- Kyrgyz name: Кыргызстан элдик кыймылы
- Russian name: Народное движение Кыргызстана
- Leader: Kurmanbek Bakiyev
- Founded: 22 September 2004
- Dissolved: 2005

= People's Movement of Kyrgyzstan =

The People's Movement of Kyrgyzstan (Кыргызстан элдик кыймылы; Народное движение Кыргызстана) was an electoral alliance formed on 22 September 2004 in Kyrgyzstan, consisting of nine parties. The parties were mainly left-wing and center-left, and mainly opposition parties. Former prime minister and then-MP Kurmanbek Bakiyev was elected as the movement's chairman on 5 November 2004. The People's Movement of Kyrgyzstan was created to contest the 2005 Kyrgyz parliamentary election.

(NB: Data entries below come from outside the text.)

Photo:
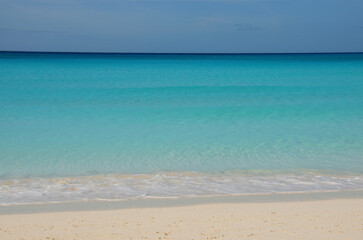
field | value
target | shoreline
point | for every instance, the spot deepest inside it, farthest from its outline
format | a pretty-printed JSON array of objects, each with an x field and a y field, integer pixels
[
  {"x": 164, "y": 202},
  {"x": 314, "y": 219}
]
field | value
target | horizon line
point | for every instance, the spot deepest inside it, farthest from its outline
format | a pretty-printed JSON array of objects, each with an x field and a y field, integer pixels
[{"x": 175, "y": 53}]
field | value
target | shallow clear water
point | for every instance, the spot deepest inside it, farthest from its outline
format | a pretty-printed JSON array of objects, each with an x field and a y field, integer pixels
[{"x": 236, "y": 118}]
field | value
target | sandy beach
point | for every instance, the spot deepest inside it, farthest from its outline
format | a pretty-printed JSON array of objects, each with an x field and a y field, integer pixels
[{"x": 320, "y": 219}]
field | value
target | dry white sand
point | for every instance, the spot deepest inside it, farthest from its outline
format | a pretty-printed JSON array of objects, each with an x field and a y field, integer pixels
[{"x": 323, "y": 219}]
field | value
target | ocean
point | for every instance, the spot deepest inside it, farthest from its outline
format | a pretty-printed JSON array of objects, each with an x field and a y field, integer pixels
[{"x": 79, "y": 127}]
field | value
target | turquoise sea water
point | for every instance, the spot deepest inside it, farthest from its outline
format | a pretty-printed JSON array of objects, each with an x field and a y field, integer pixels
[{"x": 93, "y": 126}]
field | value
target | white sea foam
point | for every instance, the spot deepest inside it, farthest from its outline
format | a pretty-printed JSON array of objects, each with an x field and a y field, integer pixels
[{"x": 119, "y": 187}]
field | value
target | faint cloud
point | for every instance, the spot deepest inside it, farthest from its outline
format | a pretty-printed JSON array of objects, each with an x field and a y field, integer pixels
[
  {"x": 247, "y": 27},
  {"x": 12, "y": 30}
]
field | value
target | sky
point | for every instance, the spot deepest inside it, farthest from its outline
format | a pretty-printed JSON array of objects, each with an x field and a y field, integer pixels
[{"x": 182, "y": 26}]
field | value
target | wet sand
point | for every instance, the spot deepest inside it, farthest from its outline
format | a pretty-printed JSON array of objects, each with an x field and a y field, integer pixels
[{"x": 320, "y": 219}]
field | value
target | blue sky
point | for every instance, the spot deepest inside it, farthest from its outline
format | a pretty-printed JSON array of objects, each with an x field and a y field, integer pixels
[{"x": 231, "y": 26}]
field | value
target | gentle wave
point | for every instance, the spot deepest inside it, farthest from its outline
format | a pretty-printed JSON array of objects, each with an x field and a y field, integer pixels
[{"x": 179, "y": 184}]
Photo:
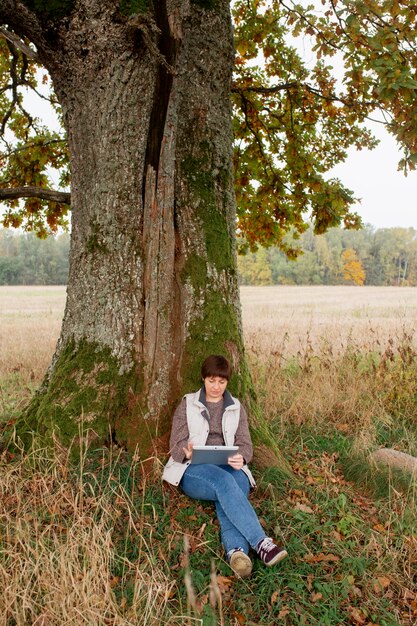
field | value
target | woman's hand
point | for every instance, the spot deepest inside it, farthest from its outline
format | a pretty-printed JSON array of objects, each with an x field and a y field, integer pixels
[
  {"x": 188, "y": 451},
  {"x": 236, "y": 461}
]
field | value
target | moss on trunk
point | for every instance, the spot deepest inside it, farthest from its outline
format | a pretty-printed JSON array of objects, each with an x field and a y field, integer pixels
[{"x": 86, "y": 391}]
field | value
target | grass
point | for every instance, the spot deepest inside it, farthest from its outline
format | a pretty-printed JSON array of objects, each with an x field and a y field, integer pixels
[{"x": 100, "y": 541}]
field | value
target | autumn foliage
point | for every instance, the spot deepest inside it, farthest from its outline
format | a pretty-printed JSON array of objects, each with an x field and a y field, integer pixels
[{"x": 306, "y": 81}]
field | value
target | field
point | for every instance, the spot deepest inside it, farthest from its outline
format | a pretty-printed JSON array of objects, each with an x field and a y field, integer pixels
[
  {"x": 100, "y": 543},
  {"x": 275, "y": 319}
]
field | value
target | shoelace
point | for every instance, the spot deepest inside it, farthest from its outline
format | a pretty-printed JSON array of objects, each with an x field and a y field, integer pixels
[{"x": 266, "y": 545}]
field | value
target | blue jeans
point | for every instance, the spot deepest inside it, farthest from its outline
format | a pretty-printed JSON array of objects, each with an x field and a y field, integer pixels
[{"x": 228, "y": 489}]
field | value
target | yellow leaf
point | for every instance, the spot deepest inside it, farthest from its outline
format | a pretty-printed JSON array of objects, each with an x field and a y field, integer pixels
[
  {"x": 380, "y": 584},
  {"x": 275, "y": 597},
  {"x": 315, "y": 597}
]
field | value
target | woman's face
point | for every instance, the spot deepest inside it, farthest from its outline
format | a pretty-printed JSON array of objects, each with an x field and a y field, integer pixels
[{"x": 214, "y": 386}]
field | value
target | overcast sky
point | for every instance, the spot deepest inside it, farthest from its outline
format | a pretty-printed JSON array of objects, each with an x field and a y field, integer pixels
[{"x": 388, "y": 198}]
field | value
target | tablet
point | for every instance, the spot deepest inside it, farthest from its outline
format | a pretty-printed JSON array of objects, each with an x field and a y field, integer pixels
[{"x": 216, "y": 455}]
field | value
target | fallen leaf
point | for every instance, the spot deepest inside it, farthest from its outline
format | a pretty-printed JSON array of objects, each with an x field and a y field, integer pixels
[
  {"x": 356, "y": 615},
  {"x": 315, "y": 597},
  {"x": 380, "y": 583},
  {"x": 409, "y": 595},
  {"x": 303, "y": 508},
  {"x": 275, "y": 597},
  {"x": 283, "y": 612},
  {"x": 318, "y": 558},
  {"x": 224, "y": 582},
  {"x": 379, "y": 528}
]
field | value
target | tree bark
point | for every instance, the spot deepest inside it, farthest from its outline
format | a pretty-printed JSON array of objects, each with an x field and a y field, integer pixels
[{"x": 153, "y": 283}]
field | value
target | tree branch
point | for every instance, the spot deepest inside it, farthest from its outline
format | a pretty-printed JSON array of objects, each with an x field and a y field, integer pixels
[
  {"x": 16, "y": 41},
  {"x": 12, "y": 193}
]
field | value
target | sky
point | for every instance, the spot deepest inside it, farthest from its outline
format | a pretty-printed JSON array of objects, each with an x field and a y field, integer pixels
[{"x": 388, "y": 198}]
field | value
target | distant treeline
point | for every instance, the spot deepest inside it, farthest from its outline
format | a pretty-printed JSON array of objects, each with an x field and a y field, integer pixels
[
  {"x": 386, "y": 256},
  {"x": 370, "y": 256},
  {"x": 27, "y": 260}
]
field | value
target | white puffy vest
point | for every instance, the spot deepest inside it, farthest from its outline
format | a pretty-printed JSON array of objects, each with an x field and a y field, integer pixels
[{"x": 198, "y": 428}]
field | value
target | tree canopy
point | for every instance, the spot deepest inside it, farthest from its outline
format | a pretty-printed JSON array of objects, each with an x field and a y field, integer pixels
[{"x": 295, "y": 115}]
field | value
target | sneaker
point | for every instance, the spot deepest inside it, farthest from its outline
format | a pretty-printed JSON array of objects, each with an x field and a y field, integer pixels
[
  {"x": 240, "y": 563},
  {"x": 269, "y": 552}
]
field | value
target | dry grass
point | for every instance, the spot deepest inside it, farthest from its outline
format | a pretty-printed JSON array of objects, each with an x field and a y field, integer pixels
[
  {"x": 30, "y": 321},
  {"x": 332, "y": 367},
  {"x": 58, "y": 555},
  {"x": 286, "y": 320},
  {"x": 277, "y": 320}
]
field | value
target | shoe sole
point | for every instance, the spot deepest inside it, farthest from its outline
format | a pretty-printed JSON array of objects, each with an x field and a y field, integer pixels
[
  {"x": 279, "y": 557},
  {"x": 241, "y": 565}
]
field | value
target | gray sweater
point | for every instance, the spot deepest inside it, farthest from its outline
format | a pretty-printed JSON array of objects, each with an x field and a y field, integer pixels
[{"x": 180, "y": 435}]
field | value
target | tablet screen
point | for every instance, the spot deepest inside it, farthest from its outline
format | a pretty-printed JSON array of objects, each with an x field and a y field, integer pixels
[{"x": 216, "y": 455}]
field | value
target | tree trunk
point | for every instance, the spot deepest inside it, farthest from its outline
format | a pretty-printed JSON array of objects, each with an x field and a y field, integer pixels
[{"x": 153, "y": 283}]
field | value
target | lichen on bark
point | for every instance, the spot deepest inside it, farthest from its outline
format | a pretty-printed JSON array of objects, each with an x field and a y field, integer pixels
[{"x": 86, "y": 391}]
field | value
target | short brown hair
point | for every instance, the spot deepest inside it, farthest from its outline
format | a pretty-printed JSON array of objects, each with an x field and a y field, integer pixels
[{"x": 216, "y": 365}]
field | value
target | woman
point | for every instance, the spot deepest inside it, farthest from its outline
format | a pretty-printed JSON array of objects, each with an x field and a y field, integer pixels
[{"x": 212, "y": 416}]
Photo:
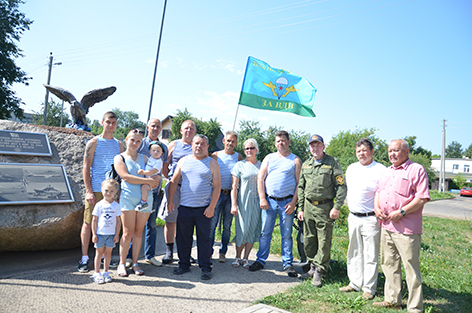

The movement consisted of the following nine members at formation:
- Party of Communists of Kyrgyzstan
- Communist Party of Kyrgyzstan
- Republic
- Asaba
- Kairan El
- Democratic Movement of Kyrgyzstan
- Erkindik
- Erkin Kyrgyzstan (Erk)
- New Kyrgyzstan

The People's Movement was "the main organizational tool of the authors" of the Tulip Revolution in March–April 2005 that overthrew president Askar Akayev. On 25 March 2005, the Parliament of Kyrgyzstan elected Bakiyev as acting president and prime minister. Shortly before the 2005 Kyrgyz presidential election, some parties (such as the Democratic Movement of Kyrgyzstan) left the alliance to participate independently. Following Bakiyev's election as President on 10 July 2005, he resigned as chairman of the movement. On 23 July 2005, at its fifth congress, the People's Movement was transformed into the socio-political movement "Kyrgyzstan". The leadership of this new organization was critical of Bakiyev since his election, notably because of his failure to quickly pass key reforms. It also passed a resolution on 24 December 2005 calling for the President to move towards adopting a new constitution. On 26 March 2007, the People's Movement reportedly resumed its activity.